Recent breakthroughs in understanding of current-induced magnetization dynamics in nano-structures have led to the emergence of a new type of microwave spin-torque nano-oscillatorssources. The goal of this collaborative research program is to create experimental prototypes and develop a theory of operation of two novel microwave signal-processing devices that are based on spin-torque nano-oscillators : (i) ultra-fast broadband spectrum analyzer;(ii) on-chip microwave signal modulator. The proposed devices are based on a new oscillator geometry with two ?free? magnetic layers. In this geometry, the free layers precess in directions opposite to each other, thus doubling the frequency of the generated microwave signal. This novel geometry will pave the way towards the development of oscillator-based devices with operation frequency of up to 80 gigahertz. Another goal of this program is to research the possibilities for wireless on-chip and chip-to-chip communications between the developed nano-sized devices, that will allow them to exchange and process microwave signals without high-resistance power-inefficient wire interconnects.
Intellectual merit: The proposed research program will have a transformative impact on the field of microwave nano-spintronics, and will lead to the development of a new concept of nano-sized on-chip microwave signal processing devices with wireless communication capabilities. The development of this transformative concept could change the way system engineers think about integration of individual nano-scale devices into nano-spintronic integrated circuits. The proposed research will also advance our understanding of the physics of interactions between spin-polarized currents and dynamic magnetization in magnetic nanostructures. The approach is to use the full benefit of synergistic interaction between the experimental group at the University of California, Irvine and the theoretical group at the Oakland University. This collaborative effort will be enhanced by interactions with leading US and European research groups, and with leading domestic industrial partners to achieve a breakthrough in the development of device technology for microwave nano-spintronics.

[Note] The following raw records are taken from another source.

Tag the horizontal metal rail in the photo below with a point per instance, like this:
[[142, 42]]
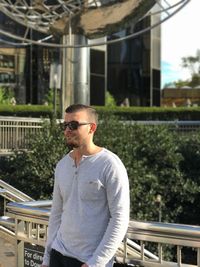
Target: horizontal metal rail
[[15, 132], [32, 222]]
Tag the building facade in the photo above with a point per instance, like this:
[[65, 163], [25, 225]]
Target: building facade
[[129, 70]]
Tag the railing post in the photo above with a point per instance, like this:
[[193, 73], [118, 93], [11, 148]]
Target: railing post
[[179, 257], [160, 252], [125, 250], [142, 250], [198, 257]]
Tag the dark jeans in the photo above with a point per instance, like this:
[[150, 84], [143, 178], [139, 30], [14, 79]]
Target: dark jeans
[[58, 260]]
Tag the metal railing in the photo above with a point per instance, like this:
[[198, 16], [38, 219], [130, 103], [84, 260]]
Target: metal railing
[[15, 132], [31, 224], [26, 223]]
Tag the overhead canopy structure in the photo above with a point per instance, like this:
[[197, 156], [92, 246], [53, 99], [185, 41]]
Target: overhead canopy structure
[[91, 18]]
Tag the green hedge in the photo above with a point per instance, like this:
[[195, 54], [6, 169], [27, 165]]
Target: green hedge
[[151, 113], [125, 113]]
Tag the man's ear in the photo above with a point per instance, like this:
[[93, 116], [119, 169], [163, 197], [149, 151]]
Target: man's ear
[[93, 127]]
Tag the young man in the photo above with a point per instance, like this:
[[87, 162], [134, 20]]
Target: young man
[[90, 209]]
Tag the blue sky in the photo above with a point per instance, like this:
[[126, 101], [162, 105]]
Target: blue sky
[[180, 38]]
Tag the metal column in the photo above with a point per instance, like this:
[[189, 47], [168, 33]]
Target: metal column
[[75, 83]]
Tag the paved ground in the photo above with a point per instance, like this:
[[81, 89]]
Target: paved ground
[[7, 254]]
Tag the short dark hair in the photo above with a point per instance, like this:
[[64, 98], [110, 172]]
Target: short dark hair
[[79, 107]]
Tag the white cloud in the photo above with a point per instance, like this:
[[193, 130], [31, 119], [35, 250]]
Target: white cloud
[[180, 38]]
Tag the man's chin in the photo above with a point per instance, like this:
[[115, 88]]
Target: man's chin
[[72, 145]]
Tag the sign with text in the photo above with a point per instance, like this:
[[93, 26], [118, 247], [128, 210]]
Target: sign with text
[[33, 255]]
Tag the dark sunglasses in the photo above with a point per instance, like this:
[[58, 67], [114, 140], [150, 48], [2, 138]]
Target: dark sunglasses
[[72, 125]]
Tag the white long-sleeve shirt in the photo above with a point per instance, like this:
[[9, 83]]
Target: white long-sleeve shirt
[[90, 209]]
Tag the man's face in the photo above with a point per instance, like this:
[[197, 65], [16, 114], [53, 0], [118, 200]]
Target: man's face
[[83, 134]]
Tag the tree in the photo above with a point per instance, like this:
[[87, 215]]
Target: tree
[[192, 63]]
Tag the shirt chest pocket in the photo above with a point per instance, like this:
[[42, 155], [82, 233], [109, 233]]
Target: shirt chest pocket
[[91, 190]]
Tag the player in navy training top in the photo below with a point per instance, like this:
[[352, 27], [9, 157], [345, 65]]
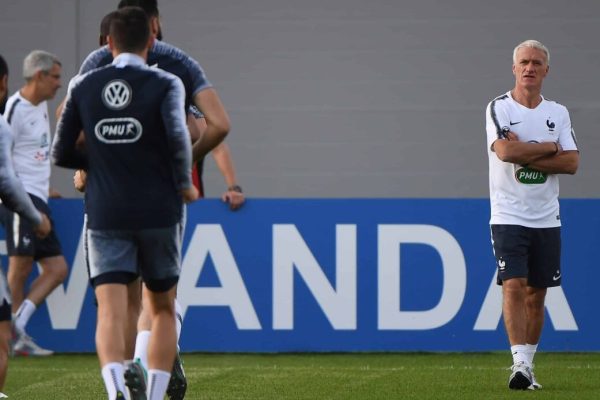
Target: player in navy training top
[[138, 159]]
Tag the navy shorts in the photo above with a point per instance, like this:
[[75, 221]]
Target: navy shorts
[[5, 300], [119, 256], [532, 253], [21, 239]]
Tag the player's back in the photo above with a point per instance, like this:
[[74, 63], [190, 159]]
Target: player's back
[[131, 181], [164, 56]]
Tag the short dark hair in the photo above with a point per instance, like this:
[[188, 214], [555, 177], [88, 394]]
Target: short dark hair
[[130, 29], [3, 67], [150, 7]]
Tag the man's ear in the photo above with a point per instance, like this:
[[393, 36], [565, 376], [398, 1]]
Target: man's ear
[[4, 83], [110, 42], [154, 26]]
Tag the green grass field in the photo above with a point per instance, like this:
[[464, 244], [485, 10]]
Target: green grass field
[[325, 376]]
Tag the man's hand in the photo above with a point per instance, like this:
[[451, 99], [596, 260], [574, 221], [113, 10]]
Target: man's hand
[[44, 228], [235, 198], [79, 180], [190, 194]]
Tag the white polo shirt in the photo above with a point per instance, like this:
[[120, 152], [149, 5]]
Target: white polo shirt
[[31, 148], [518, 195]]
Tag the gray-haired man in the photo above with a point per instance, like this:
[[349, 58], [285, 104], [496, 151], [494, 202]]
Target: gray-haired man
[[27, 113]]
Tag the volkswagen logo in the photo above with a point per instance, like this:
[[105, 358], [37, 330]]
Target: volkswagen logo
[[116, 94]]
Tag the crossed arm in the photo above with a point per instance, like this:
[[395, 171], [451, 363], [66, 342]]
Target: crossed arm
[[547, 157]]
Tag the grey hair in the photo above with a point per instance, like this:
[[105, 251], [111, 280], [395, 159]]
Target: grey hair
[[38, 60], [534, 44]]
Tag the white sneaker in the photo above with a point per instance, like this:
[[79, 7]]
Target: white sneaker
[[25, 346], [520, 379], [535, 385]]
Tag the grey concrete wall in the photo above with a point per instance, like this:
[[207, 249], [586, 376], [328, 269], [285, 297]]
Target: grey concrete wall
[[353, 98]]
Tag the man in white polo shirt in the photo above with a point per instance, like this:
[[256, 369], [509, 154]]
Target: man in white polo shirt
[[530, 141], [27, 113]]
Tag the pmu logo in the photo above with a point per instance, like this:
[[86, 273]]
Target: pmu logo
[[116, 94], [118, 130]]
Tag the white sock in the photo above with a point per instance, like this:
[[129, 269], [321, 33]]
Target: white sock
[[112, 373], [141, 348], [519, 353], [157, 384], [178, 320], [530, 350], [23, 314]]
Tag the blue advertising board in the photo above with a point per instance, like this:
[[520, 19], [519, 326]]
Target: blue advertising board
[[340, 275]]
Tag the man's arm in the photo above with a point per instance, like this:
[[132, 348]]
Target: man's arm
[[217, 122], [234, 195], [565, 162], [178, 138], [65, 152], [513, 151]]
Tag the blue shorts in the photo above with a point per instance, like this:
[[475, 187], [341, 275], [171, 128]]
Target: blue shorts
[[21, 239], [532, 253], [5, 299], [120, 256]]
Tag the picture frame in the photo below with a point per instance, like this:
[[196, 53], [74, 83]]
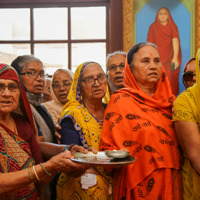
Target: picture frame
[[134, 30]]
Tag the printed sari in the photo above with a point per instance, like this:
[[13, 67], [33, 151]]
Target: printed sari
[[142, 124], [90, 134], [187, 108]]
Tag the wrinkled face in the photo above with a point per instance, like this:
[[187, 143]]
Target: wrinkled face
[[9, 96], [61, 86], [96, 90], [47, 91], [191, 67], [146, 67], [163, 15], [33, 85], [116, 75]]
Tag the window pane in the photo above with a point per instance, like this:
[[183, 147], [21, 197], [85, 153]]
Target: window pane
[[53, 56], [50, 23], [88, 23], [88, 52], [8, 52], [15, 24]]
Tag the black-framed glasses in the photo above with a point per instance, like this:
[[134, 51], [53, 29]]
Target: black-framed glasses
[[12, 87], [89, 81], [33, 74], [188, 76], [65, 85], [113, 68]]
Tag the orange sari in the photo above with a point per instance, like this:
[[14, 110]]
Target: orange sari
[[142, 124]]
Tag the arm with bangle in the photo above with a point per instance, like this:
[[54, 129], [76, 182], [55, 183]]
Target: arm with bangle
[[42, 173]]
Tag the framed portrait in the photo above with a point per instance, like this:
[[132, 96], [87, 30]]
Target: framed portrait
[[140, 18]]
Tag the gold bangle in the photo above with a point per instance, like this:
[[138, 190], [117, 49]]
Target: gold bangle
[[30, 174], [48, 173], [35, 173]]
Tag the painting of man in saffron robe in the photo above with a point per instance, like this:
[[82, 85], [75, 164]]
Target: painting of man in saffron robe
[[164, 33]]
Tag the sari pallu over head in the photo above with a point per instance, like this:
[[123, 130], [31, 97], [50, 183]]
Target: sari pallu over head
[[142, 124], [90, 134], [11, 145]]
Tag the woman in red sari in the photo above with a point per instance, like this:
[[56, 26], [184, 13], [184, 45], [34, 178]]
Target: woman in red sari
[[138, 118], [164, 34]]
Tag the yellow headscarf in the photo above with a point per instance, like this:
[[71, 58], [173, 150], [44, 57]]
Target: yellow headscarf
[[87, 126], [90, 134]]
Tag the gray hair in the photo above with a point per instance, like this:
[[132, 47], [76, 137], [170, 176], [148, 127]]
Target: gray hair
[[21, 61], [113, 54], [69, 72], [135, 49]]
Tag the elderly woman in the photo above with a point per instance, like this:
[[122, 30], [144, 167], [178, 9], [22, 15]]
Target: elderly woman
[[138, 118], [21, 162], [32, 74], [186, 119], [189, 73], [115, 69], [47, 92], [61, 83], [81, 122]]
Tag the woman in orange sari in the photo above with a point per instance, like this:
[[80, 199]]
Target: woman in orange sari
[[138, 118], [164, 33]]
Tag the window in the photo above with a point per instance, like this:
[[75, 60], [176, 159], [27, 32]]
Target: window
[[62, 37]]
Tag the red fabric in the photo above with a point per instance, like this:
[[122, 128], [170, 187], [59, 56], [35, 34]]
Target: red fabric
[[141, 124], [26, 132], [162, 36]]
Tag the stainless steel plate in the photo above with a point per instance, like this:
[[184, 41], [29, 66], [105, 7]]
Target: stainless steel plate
[[117, 154]]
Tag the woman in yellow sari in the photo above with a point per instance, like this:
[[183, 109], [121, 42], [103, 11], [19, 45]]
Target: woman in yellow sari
[[81, 121], [186, 119]]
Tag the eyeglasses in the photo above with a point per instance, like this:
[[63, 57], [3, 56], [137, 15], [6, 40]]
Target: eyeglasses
[[33, 74], [89, 81], [113, 68], [188, 76], [65, 85], [11, 87]]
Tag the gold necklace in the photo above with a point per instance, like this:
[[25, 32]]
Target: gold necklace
[[14, 126]]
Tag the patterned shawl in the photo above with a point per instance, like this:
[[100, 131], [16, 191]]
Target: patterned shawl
[[142, 124]]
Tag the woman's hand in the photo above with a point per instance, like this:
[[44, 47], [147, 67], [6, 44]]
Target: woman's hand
[[63, 163], [176, 63]]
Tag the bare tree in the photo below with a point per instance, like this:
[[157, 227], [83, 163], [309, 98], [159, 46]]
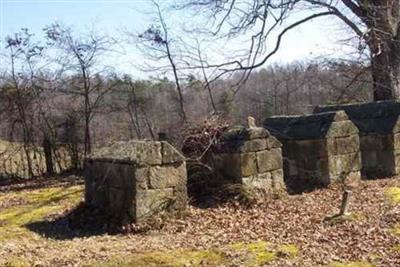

Broader impacts: The proposed research program will impact society in multiple ways. The new types of microwave on-chip nano-scale signal processing devices developed in this program will help maintain US leadership in microwave electronics. A number of undergraduate and graduate students will be exposed to the modern methods of nanoscience and nanotechnology, and will interact with the leading foreign and domestic research groups, as well as with our industrial partners. The proposed program will prepare valuable specialists for the US electronics and magnetic recording industries that are currently undergoing a rapid transition from the micro- to the nano-scale, and will enhance the US research infrastructure. A special mentoring program for post-doctoral researchers, educating them on writing research proposals and organizing collaborative research, will prepare our postdocs for the future independent scientific careers. The outreach activities (lectures and demonstrations on nanoscience and nanotechnology tailored for K-12 teachers and students) will contribute to the development of skilled workforce and scientifically informed public. The proposed program will also create a strong impact on education as a result of incorporating theoretical and experimental methods of nanotechnology into the graduate and undergraduate university curricula by the program participants.